Fish swam about miniatures of the Fountaingrove Round Barn that was destroyed in the Tubbs fire, and of the towering steel LOVE sculpture that endures on the grounds of Fountaingrove’s ravaged Paradise Ridge Winery. Also part of the underwater scene were replicas of arm patches of emergency response agencies, including Cal Fire and the Santa Rosa Police Department.
Just prior to the Hollywood-ish unveiling, Coddingtown executive and co-owner Lois Codding spoke of her family’s primary interest in bringing back the aquarium.
“We wanted to do it for Grandpa,” she said. Her father was Hugh Codding’s son, the late Hugh Bishop “Brooks” Codding Jr.
Tuesday’s gathering at the new fish tank drew a strong turnout of kin of the first Hugh Codding, who graduated from Santa Rosa High School in 1936 and served as a Navy Seabee in World War II.
Brash, bold and ambitious, Codding returned home to Santa Rosa following the war and built and sold a house. He then built a small residential development and, before long, the Town and Country shopping center, the Montgomery Village neighborhood and shopping center, and, in 1962, the Coddingtown shopping center.
It was an open-air retail center until Codding had it enclosed beneath a redwood ceiling in 1979. Sometime after that, he had a large, saltwater aquarium installed in the center of the mall walkway near the end closest to Highway 101.
A sportsman who savored picking abalone in the ocean off The Sea Ranch, where he for years kept a second home, Codding made certain the fish tank’s salt water was chilled and maintained favorably for the kelp and sea life carried in from the Sonoma Coast: abalone, lingcod, sea trout, snapper and eels.
Codding’s aquarium was for decades a popular attraction, especially for kids.

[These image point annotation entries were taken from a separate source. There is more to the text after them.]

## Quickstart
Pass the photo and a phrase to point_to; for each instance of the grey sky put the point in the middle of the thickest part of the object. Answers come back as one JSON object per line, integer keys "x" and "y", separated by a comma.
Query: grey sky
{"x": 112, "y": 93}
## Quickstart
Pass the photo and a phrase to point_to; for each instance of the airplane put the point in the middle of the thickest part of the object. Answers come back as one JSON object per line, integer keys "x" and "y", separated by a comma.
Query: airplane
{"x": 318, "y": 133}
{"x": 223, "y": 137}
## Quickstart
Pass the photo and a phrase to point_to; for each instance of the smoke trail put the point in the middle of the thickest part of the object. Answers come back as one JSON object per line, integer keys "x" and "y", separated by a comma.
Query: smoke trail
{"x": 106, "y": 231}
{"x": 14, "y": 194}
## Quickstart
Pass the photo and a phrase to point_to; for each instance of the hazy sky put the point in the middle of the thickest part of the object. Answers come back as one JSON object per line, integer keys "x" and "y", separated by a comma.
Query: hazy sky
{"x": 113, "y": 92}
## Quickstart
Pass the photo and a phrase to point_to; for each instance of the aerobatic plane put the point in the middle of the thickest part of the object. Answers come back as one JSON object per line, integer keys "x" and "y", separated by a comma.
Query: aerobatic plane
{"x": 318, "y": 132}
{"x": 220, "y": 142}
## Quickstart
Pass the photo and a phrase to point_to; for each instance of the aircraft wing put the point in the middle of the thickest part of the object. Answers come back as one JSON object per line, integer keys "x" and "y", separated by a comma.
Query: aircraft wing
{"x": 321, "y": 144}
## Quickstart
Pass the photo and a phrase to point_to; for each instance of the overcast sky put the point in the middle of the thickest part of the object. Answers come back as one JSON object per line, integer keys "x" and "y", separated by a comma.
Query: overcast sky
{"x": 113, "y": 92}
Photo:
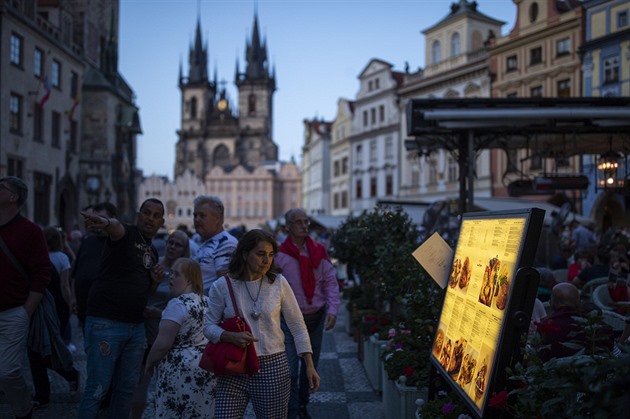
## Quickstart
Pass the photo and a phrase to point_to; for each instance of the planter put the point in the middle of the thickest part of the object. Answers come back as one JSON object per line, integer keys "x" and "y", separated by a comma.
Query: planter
{"x": 400, "y": 401}
{"x": 372, "y": 349}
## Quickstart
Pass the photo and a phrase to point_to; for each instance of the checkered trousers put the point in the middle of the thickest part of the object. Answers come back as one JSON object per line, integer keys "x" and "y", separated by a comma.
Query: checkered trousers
{"x": 268, "y": 391}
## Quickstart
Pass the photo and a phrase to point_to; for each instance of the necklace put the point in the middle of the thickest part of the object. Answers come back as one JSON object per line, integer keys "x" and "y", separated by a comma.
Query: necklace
{"x": 254, "y": 313}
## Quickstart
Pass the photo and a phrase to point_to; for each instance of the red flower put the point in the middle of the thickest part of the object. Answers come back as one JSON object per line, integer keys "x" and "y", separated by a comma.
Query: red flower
{"x": 547, "y": 327}
{"x": 499, "y": 400}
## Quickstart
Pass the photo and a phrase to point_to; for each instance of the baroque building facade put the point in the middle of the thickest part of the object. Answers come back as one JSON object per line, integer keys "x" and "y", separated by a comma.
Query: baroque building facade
{"x": 226, "y": 148}
{"x": 69, "y": 123}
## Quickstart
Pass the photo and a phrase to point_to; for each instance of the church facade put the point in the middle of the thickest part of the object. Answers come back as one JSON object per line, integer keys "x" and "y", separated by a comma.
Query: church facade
{"x": 226, "y": 149}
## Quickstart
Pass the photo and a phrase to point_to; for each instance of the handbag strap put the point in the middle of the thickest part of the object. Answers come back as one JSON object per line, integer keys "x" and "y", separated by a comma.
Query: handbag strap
{"x": 229, "y": 282}
{"x": 12, "y": 258}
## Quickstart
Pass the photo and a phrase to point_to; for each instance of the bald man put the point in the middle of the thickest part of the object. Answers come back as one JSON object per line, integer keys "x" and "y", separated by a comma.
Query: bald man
{"x": 562, "y": 327}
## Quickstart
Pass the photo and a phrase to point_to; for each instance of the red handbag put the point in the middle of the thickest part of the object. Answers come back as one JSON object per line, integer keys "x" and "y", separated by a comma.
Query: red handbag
{"x": 225, "y": 358}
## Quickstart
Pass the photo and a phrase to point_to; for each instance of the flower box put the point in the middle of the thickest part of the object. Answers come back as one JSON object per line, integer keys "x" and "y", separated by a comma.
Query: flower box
{"x": 372, "y": 349}
{"x": 400, "y": 401}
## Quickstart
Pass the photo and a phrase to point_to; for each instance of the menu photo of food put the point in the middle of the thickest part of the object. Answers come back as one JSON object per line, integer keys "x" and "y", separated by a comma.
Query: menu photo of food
{"x": 469, "y": 364}
{"x": 495, "y": 285}
{"x": 456, "y": 358}
{"x": 460, "y": 273}
{"x": 438, "y": 342}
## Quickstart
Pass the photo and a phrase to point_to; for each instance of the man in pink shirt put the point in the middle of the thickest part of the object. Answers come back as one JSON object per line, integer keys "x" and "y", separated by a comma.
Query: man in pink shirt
{"x": 313, "y": 279}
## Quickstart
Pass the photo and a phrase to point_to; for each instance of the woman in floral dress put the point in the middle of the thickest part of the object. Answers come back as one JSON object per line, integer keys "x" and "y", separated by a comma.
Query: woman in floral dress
{"x": 182, "y": 388}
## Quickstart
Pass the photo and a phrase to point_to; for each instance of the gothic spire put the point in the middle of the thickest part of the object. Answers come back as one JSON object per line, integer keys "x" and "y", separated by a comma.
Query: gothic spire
{"x": 198, "y": 59}
{"x": 256, "y": 55}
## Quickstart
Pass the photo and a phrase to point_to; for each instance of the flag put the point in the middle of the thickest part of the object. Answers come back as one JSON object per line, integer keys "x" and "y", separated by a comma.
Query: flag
{"x": 70, "y": 112}
{"x": 47, "y": 88}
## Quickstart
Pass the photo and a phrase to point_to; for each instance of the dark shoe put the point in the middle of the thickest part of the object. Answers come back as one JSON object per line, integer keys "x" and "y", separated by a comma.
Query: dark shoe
{"x": 303, "y": 413}
{"x": 29, "y": 415}
{"x": 39, "y": 405}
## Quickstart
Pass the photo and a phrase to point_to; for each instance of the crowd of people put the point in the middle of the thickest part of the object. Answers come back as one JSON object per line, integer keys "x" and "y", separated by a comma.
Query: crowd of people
{"x": 572, "y": 323}
{"x": 148, "y": 317}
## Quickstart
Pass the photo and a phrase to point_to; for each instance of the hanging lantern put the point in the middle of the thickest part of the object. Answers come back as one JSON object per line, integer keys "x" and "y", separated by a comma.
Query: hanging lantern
{"x": 611, "y": 171}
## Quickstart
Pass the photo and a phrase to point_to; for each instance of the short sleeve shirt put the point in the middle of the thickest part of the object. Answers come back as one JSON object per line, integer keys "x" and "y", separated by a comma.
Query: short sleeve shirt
{"x": 214, "y": 256}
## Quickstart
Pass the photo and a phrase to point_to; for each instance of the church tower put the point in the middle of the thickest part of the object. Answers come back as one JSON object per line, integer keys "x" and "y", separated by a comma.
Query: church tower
{"x": 213, "y": 131}
{"x": 256, "y": 86}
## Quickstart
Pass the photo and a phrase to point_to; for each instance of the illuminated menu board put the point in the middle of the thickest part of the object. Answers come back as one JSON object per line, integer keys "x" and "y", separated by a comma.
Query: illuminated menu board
{"x": 488, "y": 253}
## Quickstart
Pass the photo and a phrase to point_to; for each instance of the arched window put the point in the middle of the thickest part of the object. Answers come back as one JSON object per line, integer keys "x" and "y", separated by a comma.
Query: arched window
{"x": 455, "y": 46}
{"x": 193, "y": 108}
{"x": 251, "y": 104}
{"x": 436, "y": 55}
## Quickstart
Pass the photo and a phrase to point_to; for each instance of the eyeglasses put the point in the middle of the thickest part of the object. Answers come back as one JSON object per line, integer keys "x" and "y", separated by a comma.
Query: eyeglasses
{"x": 6, "y": 188}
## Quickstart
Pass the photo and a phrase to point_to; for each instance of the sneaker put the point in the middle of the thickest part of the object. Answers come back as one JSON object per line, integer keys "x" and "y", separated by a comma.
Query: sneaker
{"x": 303, "y": 413}
{"x": 39, "y": 405}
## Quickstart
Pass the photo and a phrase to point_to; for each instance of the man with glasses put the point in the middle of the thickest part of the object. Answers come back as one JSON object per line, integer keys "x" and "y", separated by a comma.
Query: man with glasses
{"x": 217, "y": 245}
{"x": 24, "y": 250}
{"x": 313, "y": 279}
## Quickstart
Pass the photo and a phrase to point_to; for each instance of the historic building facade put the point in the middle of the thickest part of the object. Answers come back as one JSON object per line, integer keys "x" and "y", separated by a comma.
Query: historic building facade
{"x": 538, "y": 58}
{"x": 226, "y": 149}
{"x": 68, "y": 124}
{"x": 457, "y": 67}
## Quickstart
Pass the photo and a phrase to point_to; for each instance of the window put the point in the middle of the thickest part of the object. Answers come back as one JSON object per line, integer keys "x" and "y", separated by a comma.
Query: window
{"x": 389, "y": 185}
{"x": 38, "y": 123}
{"x": 622, "y": 19}
{"x": 56, "y": 74}
{"x": 359, "y": 153}
{"x": 15, "y": 167}
{"x": 455, "y": 46}
{"x": 535, "y": 91}
{"x": 15, "y": 55}
{"x": 389, "y": 149}
{"x": 511, "y": 63}
{"x": 56, "y": 130}
{"x": 611, "y": 70}
{"x": 564, "y": 88}
{"x": 436, "y": 55}
{"x": 535, "y": 56}
{"x": 38, "y": 63}
{"x": 193, "y": 108}
{"x": 372, "y": 187}
{"x": 15, "y": 113}
{"x": 74, "y": 85}
{"x": 563, "y": 46}
{"x": 372, "y": 150}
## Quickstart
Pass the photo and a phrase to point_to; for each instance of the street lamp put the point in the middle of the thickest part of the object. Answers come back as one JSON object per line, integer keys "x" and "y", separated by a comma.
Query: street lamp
{"x": 611, "y": 171}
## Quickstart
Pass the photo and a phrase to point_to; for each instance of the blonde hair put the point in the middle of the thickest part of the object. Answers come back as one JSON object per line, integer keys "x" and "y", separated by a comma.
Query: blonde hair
{"x": 191, "y": 270}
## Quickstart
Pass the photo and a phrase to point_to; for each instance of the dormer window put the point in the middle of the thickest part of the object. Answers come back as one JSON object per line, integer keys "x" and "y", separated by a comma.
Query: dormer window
{"x": 533, "y": 12}
{"x": 455, "y": 45}
{"x": 436, "y": 55}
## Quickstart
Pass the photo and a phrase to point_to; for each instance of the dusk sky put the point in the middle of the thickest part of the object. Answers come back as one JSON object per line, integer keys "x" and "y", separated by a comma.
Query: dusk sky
{"x": 318, "y": 49}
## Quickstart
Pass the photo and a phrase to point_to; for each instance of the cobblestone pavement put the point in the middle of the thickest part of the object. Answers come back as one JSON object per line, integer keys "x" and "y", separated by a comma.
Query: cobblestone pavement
{"x": 345, "y": 391}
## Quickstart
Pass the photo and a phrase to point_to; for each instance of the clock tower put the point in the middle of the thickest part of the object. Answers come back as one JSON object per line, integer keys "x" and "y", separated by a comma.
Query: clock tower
{"x": 212, "y": 133}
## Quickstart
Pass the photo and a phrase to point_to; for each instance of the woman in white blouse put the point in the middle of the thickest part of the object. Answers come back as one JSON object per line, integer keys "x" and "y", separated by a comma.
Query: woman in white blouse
{"x": 263, "y": 295}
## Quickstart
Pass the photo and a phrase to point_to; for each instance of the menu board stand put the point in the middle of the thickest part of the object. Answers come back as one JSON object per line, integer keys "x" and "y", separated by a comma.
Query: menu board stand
{"x": 488, "y": 305}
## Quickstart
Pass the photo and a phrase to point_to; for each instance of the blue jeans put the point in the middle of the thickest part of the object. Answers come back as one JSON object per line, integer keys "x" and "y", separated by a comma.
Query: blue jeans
{"x": 299, "y": 380}
{"x": 114, "y": 357}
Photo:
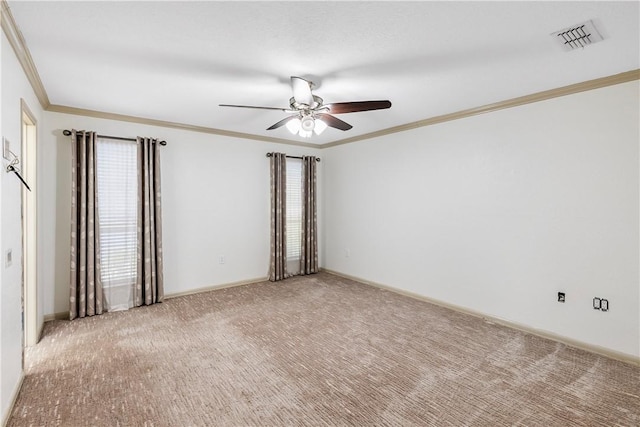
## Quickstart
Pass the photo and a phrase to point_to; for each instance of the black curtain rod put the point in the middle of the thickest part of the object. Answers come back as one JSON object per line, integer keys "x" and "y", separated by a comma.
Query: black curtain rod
{"x": 67, "y": 132}
{"x": 292, "y": 157}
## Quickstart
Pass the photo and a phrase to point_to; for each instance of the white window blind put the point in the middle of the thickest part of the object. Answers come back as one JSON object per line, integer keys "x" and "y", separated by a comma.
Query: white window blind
{"x": 116, "y": 171}
{"x": 294, "y": 208}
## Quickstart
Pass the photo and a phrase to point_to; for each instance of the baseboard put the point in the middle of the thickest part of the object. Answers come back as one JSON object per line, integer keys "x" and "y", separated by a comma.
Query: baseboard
{"x": 14, "y": 397}
{"x": 215, "y": 287}
{"x": 603, "y": 351}
{"x": 63, "y": 315}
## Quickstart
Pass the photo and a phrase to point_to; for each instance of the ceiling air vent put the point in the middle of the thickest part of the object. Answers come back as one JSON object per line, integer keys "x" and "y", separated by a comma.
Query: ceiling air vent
{"x": 577, "y": 36}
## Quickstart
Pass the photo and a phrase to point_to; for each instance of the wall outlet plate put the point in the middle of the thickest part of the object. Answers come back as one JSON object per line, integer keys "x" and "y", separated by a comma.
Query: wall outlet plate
{"x": 6, "y": 148}
{"x": 8, "y": 258}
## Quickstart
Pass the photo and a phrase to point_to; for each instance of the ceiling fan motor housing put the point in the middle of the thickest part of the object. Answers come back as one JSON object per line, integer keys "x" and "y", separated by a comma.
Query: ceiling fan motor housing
{"x": 307, "y": 123}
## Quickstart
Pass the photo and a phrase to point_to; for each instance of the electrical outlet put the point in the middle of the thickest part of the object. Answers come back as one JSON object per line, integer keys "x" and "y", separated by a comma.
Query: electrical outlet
{"x": 8, "y": 259}
{"x": 596, "y": 303}
{"x": 6, "y": 148}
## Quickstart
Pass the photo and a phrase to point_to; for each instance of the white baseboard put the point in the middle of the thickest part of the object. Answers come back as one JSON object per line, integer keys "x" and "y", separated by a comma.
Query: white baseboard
{"x": 603, "y": 351}
{"x": 14, "y": 397}
{"x": 63, "y": 315}
{"x": 215, "y": 287}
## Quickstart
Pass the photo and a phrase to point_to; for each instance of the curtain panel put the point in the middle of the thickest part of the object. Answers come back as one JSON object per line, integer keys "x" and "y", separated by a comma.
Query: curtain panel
{"x": 309, "y": 231}
{"x": 86, "y": 296}
{"x": 149, "y": 287}
{"x": 278, "y": 261}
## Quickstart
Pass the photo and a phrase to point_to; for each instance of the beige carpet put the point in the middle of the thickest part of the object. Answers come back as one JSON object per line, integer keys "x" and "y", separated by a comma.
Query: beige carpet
{"x": 314, "y": 351}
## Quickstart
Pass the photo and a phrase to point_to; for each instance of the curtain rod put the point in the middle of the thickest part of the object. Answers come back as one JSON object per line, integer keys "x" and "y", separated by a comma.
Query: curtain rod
{"x": 67, "y": 132}
{"x": 292, "y": 157}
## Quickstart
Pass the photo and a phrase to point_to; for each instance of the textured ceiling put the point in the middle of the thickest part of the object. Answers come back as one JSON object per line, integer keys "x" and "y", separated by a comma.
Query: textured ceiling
{"x": 176, "y": 61}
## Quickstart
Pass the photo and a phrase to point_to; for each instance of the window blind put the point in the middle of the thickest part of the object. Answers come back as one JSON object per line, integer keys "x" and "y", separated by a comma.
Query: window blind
{"x": 116, "y": 171}
{"x": 294, "y": 208}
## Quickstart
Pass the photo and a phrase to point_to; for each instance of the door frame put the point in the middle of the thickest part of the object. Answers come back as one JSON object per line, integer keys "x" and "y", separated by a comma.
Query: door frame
{"x": 28, "y": 140}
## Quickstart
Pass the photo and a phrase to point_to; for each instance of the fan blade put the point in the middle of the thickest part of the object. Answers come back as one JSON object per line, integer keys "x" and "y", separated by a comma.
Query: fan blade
{"x": 353, "y": 107}
{"x": 259, "y": 108}
{"x": 334, "y": 122}
{"x": 281, "y": 122}
{"x": 301, "y": 91}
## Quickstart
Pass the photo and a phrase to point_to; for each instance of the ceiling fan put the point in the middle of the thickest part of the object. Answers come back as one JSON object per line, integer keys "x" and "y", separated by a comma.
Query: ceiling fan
{"x": 309, "y": 114}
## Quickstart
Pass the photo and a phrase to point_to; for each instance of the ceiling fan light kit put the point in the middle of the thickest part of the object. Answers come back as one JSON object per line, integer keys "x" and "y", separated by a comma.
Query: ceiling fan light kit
{"x": 310, "y": 114}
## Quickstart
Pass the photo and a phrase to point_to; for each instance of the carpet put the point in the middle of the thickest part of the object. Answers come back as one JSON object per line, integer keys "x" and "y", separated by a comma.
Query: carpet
{"x": 318, "y": 350}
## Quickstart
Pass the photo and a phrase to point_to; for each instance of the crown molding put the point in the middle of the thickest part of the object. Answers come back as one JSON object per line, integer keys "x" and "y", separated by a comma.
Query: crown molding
{"x": 19, "y": 46}
{"x": 174, "y": 125}
{"x": 625, "y": 77}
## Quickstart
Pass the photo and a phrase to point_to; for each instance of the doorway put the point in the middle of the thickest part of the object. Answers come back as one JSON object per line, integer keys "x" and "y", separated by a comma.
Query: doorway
{"x": 29, "y": 228}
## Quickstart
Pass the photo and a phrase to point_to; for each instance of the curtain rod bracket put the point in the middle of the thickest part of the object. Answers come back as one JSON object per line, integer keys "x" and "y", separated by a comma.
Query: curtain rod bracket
{"x": 67, "y": 132}
{"x": 292, "y": 157}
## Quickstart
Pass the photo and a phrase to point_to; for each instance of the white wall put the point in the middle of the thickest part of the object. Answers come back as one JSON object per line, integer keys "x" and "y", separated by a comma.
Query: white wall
{"x": 215, "y": 196}
{"x": 15, "y": 87}
{"x": 498, "y": 212}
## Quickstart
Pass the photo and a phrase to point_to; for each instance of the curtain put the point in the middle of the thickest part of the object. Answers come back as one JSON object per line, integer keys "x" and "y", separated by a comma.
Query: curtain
{"x": 278, "y": 263}
{"x": 86, "y": 286}
{"x": 149, "y": 287}
{"x": 309, "y": 232}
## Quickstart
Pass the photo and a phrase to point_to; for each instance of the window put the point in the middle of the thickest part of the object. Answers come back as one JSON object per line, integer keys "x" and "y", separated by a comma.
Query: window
{"x": 294, "y": 208}
{"x": 116, "y": 171}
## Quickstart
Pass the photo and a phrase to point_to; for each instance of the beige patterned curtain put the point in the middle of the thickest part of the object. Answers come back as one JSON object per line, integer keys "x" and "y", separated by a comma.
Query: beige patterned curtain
{"x": 149, "y": 287}
{"x": 309, "y": 232}
{"x": 86, "y": 285}
{"x": 278, "y": 263}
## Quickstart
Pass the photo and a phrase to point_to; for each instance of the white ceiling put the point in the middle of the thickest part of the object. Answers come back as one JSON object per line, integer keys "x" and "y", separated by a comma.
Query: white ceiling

But it was costly to maintain, and shortly after the Coddings took on Simon Property Group as a partner 13 years ago, the fish tank was removed.
The Santa Rosa-based property management company controlled by Codding’s heirs bought back Simon’s half-ownership late last year.
Under the leadership of Lois Codding and her siblings, Lisa and Don Codding, the mall is undergoing changes, including a remodeling of the interior. One piece of that upgrading is the return of the aquarium.
The Coddings thought it wouldn’t hurt to contact “Tanked,” the cable-TV show that has Las Vegas aquarium makers Brett Raymer and Wayde King devising and installing oftentimes audacious, jaw-dropping fish tanks.
Lois Codding said it turned out the parents of a “Tanked” producer lost their home to the Tubbs fire.
Raymer and King jumped at the opportunity to bring the show to Santa Rosa and create for Coddingtown an aquarium that would pay tribute to the first responders and all whose lives were touched by the fires.
Before the design and construction began, Raymer, co-owner of Acrylic Tank Manufacturing, said, “We did a lot of homework and a lot of research.”
Were he still alive, Hugh Codding would no doubt stand nearby today and watch the expressions as people stop to take in the return of the mall fish tank and its tropical fish, round barn and sculpture that spells out LOVE.